The Road Accident Research Unit of the University of Adelaide found:

  1. the risk of involvement in a casualty doubles with each 5km/hr (3.11 mph) increase in free travelling speed above 60km/hr (37.28 m/hr) and
  2. a 5km/hr (3.11 mph) reduction in speed can lead to at least 15% decrease in crashes.

Unfortunately, there is a part of the community that believes low level speeding is acceptable, namely males. TAC research showed in 2012:

  1. 21% of males thought they should not be booked for less than 10km/hr (6.21 mph) over the speed limit and
  2. 23% of males didn't agree that speeding significantly increased the chance of crashing.

 

http://www.tac.vic.gov.au/about-the-tac/media-room/blogs/articles/the-facts-on-speeding

HEALTH AND WELLNESS

As the adage goes, “You are what you eat.”—which means unhealthy food leads to unhealthy people.

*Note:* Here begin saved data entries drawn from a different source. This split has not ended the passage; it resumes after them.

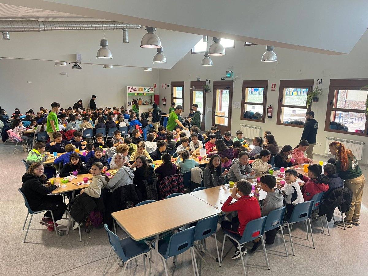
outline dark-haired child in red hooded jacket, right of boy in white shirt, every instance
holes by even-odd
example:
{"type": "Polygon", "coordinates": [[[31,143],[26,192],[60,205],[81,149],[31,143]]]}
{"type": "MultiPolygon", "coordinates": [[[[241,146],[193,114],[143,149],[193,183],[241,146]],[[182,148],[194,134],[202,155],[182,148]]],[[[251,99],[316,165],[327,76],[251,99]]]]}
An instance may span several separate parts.
{"type": "Polygon", "coordinates": [[[308,167],[308,177],[301,173],[298,177],[305,182],[299,184],[302,187],[304,201],[311,200],[315,194],[328,191],[328,176],[321,175],[322,166],[319,164],[312,164],[308,167]]]}

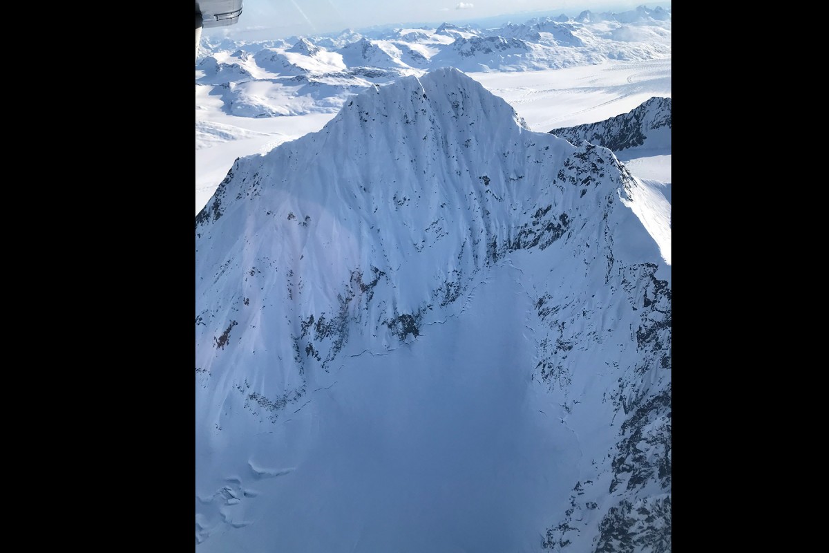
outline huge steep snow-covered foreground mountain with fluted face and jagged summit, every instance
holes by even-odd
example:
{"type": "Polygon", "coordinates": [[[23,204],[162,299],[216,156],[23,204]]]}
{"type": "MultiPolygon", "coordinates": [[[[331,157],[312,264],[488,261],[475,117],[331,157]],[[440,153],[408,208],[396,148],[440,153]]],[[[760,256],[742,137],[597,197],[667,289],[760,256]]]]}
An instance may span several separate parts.
{"type": "Polygon", "coordinates": [[[670,549],[639,186],[453,69],[237,160],[196,216],[197,550],[670,549]]]}

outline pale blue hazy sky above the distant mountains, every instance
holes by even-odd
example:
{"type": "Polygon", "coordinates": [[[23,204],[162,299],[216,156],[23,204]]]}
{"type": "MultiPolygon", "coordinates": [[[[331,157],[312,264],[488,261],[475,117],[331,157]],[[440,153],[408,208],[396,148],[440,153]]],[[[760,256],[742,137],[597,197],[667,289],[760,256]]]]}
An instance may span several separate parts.
{"type": "MultiPolygon", "coordinates": [[[[460,22],[482,17],[516,16],[526,12],[566,13],[622,12],[637,6],[670,7],[671,2],[642,0],[243,0],[239,22],[230,27],[205,29],[211,36],[227,34],[240,40],[268,40],[292,35],[313,35],[375,25],[397,27],[401,23],[460,22]]],[[[521,17],[505,17],[524,22],[521,17]]],[[[500,24],[497,23],[497,24],[500,24]]]]}

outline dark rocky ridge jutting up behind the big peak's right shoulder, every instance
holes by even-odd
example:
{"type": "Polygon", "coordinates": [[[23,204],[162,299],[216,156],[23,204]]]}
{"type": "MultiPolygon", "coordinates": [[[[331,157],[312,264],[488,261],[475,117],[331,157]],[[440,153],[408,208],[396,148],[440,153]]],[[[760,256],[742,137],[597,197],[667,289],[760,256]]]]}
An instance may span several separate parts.
{"type": "Polygon", "coordinates": [[[671,99],[653,97],[627,114],[598,123],[553,129],[550,134],[621,152],[628,148],[671,148],[671,99]]]}

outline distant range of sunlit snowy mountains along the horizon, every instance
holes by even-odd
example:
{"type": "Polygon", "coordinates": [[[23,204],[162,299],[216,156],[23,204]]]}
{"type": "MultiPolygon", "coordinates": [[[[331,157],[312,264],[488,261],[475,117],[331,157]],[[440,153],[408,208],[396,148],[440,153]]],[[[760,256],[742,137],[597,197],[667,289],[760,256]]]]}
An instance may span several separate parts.
{"type": "Polygon", "coordinates": [[[259,118],[336,113],[372,85],[439,67],[524,71],[670,56],[671,13],[638,7],[487,29],[444,23],[257,42],[203,36],[196,85],[211,87],[228,114],[259,118]]]}

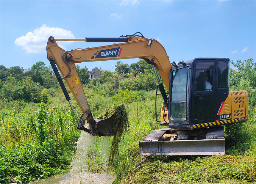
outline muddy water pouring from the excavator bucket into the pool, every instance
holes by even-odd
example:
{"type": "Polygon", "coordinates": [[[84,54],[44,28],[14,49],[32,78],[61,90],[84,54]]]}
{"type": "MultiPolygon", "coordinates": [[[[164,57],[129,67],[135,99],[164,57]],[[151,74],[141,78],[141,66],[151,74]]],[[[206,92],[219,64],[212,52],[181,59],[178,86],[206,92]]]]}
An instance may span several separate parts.
{"type": "Polygon", "coordinates": [[[61,181],[60,184],[112,183],[115,178],[106,173],[109,140],[110,137],[95,138],[91,134],[81,131],[81,136],[77,142],[76,159],[71,163],[73,166],[70,171],[71,177],[61,181]],[[98,140],[95,141],[95,139],[98,140]],[[89,172],[99,169],[102,169],[101,173],[89,172]]]}

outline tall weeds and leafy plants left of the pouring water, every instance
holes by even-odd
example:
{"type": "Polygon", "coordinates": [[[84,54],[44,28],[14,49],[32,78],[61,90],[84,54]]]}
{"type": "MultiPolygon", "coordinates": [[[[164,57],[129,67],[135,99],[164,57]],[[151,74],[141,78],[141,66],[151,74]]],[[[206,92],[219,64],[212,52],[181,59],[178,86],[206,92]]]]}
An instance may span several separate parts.
{"type": "Polygon", "coordinates": [[[4,103],[12,108],[0,111],[0,183],[67,172],[80,136],[71,109],[58,103],[4,103]]]}

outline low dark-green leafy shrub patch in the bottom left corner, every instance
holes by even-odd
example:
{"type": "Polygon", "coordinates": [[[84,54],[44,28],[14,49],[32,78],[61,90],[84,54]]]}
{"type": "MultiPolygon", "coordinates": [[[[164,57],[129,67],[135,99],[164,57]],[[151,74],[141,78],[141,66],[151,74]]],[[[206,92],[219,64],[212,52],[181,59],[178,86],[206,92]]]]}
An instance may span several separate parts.
{"type": "Polygon", "coordinates": [[[0,145],[0,183],[29,183],[54,175],[61,165],[60,150],[51,142],[23,144],[13,150],[0,145]]]}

An unbalanced diet and poor nutrition can contribute to the following health problems:

  1. Diabetes
  2. Stroke
  3. Hypertension
  4. Gout
  5. Obesity 

Nearly 35 percent of adults are obese—which, in turn, can increase the risks of heart disease, stroke, type 2 diabetes and certain types of cancer.

The most effective way to minimize many of these health risks is to encourage your employees to adopt healthy, well-balanced diets. Good nutrition can positively affect their performance through the following ways:

  1. Increased productivity
  2. Increased mental cognition and focus
  3. Reduced anxiety, stress and depression

 

Activities to Promote Wellness

In order to achieve a well-balanced diet, there are two key ingredients: controlling portion size and choosing the best foods. To help your employees make healthy, nutritious meal decisions, consider taking these steps:

  • Order healthier options for lunch meetings and company events. Buffets provide your employees with the ability to decide what and how much to put on their plates.
  • Schedule a nutritional lunch seminar where a dietitian or physician educates your employees on the importance of a well-balanced diet and the methods of maintaining healthy eating habits.

A Well-balanced Diet Can Lead to a More Productive Workforce

On average, medical costs for an individual who is obese is $1,429 higher than an individual who maintains a well-balanced diet. A healthy diet can provide your employees with the energy and focus to be productive and efficient throughout the entire day.